I have below String which is in the format of key1=value1, key2=value2
which I need to load it in a map (Map
as key=value<
Given that you have no control over the payload, you need to do something to make the "illegal commas" not match your ", " regex.
Vampire provided a great regex. Since I've already gone down the road of manual parsing, I'll provide a non-regex solution below.
An alternate solution is to manually find the parse/split points yourself by iterating character by character and saving substrings. Keep track of the "last comma-space" until you get to the "next equals" in order to determine whether to split on that comma-space or not.

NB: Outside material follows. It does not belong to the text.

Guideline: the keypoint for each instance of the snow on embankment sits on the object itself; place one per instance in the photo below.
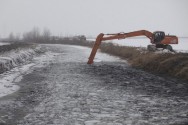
(18, 57)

Here's some code that demonstrates what I'm trying to explain.
import java.util.Arrays;
public class ParseTest {
static String payload = "cossn=0, abc=hello/=world, Agent=Mozilla/5.0 (Windows NT 6.1; WOW64) AppleWebKit/537.36 (KHTML, like Gecko) Chrome/50.0.2661.102 Safari/537.36";
public static void main(String[] args) {
int lastCommaSpace = -2;
int beginIndex = 0;
// Iterate over string
// We are looking for comma-space pairs so we stop one short of end of
// string
for (int i = 0; i < payload.length() - 1; i++) {
if (payload.charAt(i) == ',' && payload.charAt(i + 1) == ' ') {
// This is the point we want to split at
lastCommaSpace = i;
}
if (payload.charAt(i) == '=' && lastCommaSpace != beginIndex - 2) {
// We've found the next equals, split at the last comma we saw
String pairToSplit = payload.substring(beginIndex, lastCommaSpace);
System.out.println("Split and add this pair:" + Arrays.toString(pairToSplit.split("=", 2)));
beginIndex = lastCommaSpace + 2;
}
}
// We got to the end, split the last one
String pairToSplit = payload.substring(beginIndex, payload.length());
System.out.println("Split and add this pair:" + Arrays.toString(pairToSplit.split("=", 2)));
}
}
As you said your keys only contain alphanumerics, the following would probably be a good heuristic for splitting:
payload.split("\\s*,\\s*(?=[a-zA-Z0-9_]+\\s*=|$)");
Which will split on probably whitespace framed commas that are followed by the end of the string or an alphanumeric key, optional whitespace and an equals sign.